Enviada em 30/09/2020

Na obra “Ensaio sobre a Cegueira”, o escritor português José Saramago descreve uma epidemia de cegueira que, ao instaurar-se, intensifica vertiginosamente as adversidades sociais. Similarmente, na atualidade, uma cegueira moral impede que se enxergue a gravidade da automedicação sem amparo medicinal. Assim, devem ser analisados fatores sociais e psicológicos os quais corroboram a manutenção desse cenário deletério, a fim de que se possa mitigá-lo efetivamente.

Em primeiro lugar, a naturalização do processo em que os indivíduos fazem uso irrefletido de medicamentos é um fator a ser combatido. Segundo Hannah Arendt, no livro “Banalidade do Mal”, em sociedades cujos princípios não são periodicamente averiguados e questionados pelos indivíduos que a compõem, ações prejudiciais ao corpo social tendem a se normalizar. Sob essa ótica, a ausência de criticidade e de conhecimento sobre os malefícios sanitários a que a automedicação conduz torna tal fenômeno frequente e banal. Por conseguinte, infelizmente, ele tende a fincar raízes na comunidade, como a filósofa política postulou, pois não é combatido.

Em segundo plano, é importante considerar o papel da interiorizada pressão por desempenho imposta pelo sistema econômico vigente. Isso faz com que os indivíduos prescindam de consultar a um médico caso estejam doentes, uma vez que demanda tempo e dinheiro. Acerca disso, o sociólogo E. Durkheim teoriza que, com essa conjuntura de competição desmedida imposta pelo capitalismo, há a corrupção dos mecanismos os quais deveriam assegurar o equilíbrio social. Desse modo, a saúde deixa de ocupar a devida importância e é delegada a posições inferiores, o que evidencia a urgência da necessidade do enfrentamento por políticas públicas.
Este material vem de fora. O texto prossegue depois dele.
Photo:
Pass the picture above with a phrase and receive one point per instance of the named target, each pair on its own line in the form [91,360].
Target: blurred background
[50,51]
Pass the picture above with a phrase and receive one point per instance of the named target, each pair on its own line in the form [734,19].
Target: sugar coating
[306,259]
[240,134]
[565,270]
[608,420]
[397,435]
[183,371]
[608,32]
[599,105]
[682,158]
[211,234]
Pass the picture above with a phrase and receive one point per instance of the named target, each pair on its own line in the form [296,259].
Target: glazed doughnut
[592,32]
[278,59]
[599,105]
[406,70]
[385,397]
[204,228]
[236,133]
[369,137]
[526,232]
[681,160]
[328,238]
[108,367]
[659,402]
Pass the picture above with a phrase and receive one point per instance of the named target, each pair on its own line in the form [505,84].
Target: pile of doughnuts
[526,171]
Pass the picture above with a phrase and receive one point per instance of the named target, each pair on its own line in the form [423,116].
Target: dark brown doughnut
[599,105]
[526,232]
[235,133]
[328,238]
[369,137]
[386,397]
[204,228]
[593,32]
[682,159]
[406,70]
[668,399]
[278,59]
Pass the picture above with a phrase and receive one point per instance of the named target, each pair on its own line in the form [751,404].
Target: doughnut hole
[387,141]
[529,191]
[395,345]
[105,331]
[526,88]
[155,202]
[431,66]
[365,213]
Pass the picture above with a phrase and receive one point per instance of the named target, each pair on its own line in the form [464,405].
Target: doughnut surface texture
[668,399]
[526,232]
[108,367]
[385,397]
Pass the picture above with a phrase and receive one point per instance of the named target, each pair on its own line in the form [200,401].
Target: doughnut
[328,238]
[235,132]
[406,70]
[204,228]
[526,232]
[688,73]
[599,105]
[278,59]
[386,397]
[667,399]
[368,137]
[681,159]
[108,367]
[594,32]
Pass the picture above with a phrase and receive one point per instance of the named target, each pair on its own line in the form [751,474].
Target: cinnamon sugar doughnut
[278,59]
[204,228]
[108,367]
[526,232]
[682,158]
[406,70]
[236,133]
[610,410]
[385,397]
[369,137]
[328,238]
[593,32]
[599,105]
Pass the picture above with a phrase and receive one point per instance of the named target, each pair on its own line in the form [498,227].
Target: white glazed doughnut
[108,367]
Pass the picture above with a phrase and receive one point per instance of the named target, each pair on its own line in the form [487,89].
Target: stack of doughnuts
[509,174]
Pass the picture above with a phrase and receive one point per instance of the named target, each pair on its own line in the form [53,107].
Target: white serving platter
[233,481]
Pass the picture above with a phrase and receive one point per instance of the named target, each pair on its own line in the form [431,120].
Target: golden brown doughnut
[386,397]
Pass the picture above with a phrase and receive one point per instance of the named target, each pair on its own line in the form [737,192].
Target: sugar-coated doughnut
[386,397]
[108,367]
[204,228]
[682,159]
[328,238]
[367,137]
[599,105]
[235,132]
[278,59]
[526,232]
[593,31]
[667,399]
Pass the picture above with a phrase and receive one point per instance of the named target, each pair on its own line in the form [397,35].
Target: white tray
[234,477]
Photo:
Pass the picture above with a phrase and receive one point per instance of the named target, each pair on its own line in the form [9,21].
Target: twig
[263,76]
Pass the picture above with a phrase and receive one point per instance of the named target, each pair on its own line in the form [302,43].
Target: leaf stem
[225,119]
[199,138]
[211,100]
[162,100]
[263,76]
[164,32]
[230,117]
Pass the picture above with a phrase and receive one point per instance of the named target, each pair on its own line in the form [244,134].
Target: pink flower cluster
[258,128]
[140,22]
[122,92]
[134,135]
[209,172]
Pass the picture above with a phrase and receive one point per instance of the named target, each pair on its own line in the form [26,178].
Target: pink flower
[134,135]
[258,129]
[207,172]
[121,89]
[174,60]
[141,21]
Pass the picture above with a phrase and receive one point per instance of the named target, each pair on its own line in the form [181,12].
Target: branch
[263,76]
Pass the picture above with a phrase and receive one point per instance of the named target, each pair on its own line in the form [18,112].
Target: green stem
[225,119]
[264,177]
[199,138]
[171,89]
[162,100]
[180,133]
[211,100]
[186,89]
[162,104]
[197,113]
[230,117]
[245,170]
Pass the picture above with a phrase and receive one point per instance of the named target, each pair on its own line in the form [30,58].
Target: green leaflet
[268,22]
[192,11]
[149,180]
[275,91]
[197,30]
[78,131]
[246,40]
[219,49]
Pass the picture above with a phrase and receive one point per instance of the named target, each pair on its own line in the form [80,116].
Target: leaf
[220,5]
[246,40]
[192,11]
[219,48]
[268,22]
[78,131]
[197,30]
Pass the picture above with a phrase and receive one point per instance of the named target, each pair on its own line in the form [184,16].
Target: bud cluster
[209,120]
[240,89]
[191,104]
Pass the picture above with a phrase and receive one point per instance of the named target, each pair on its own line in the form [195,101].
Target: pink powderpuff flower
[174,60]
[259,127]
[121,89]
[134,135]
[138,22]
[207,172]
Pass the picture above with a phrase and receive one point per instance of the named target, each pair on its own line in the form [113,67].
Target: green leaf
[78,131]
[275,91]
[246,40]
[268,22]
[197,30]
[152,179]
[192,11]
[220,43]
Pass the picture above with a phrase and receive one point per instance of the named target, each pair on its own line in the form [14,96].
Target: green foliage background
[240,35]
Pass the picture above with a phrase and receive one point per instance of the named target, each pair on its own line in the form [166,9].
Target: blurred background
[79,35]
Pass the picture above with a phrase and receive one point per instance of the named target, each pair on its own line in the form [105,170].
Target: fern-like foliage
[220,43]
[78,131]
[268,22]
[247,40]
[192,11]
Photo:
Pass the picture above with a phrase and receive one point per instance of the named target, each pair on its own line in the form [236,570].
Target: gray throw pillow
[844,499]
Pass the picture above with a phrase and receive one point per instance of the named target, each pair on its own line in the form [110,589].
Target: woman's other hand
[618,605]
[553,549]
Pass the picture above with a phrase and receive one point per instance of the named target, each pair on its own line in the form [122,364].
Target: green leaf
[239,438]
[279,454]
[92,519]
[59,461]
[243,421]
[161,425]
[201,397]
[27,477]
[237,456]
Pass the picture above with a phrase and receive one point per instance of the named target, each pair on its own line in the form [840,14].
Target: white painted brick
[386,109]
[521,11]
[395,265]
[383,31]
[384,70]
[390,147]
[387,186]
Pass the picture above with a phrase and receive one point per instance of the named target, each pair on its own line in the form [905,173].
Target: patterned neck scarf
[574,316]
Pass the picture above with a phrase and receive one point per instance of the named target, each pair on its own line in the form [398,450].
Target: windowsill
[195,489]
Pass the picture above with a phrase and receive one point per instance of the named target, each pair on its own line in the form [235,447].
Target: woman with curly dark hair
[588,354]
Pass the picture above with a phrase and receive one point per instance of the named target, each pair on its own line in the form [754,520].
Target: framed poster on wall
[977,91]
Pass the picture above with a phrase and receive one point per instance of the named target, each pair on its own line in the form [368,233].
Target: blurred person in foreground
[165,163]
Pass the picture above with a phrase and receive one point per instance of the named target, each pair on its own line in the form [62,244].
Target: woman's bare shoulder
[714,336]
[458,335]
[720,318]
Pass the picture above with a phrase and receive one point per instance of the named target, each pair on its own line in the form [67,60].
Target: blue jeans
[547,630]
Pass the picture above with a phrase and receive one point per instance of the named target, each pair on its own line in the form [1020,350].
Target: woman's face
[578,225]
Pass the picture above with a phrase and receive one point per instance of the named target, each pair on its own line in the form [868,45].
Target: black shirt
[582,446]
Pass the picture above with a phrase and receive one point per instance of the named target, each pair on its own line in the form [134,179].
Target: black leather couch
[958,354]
Portanto, é imprescindível que a automedicação infundada seja combatida. Para isso, o Ministério da Saúde, responsável pela manutenção sanitária em nível nacional, deve promover a criação de postos itinerantes que contarão com palestras de especialistas sobre os perigos à saúde que o ato em questão representa. Essas apresentações devem ser divulgadas nas mídias sociais para que obtenham um maior alcance. Ademais, os mesmos postos devem estar aptos a receber medicamentos das pessoas que se esclarecerem em relação ao tema e se dispuserem a abdicar desse ato deletério. Feito isso, uma sociedade cujos princípios se afastarão de comparações com a obra de Saramago será alcançada definitivamente.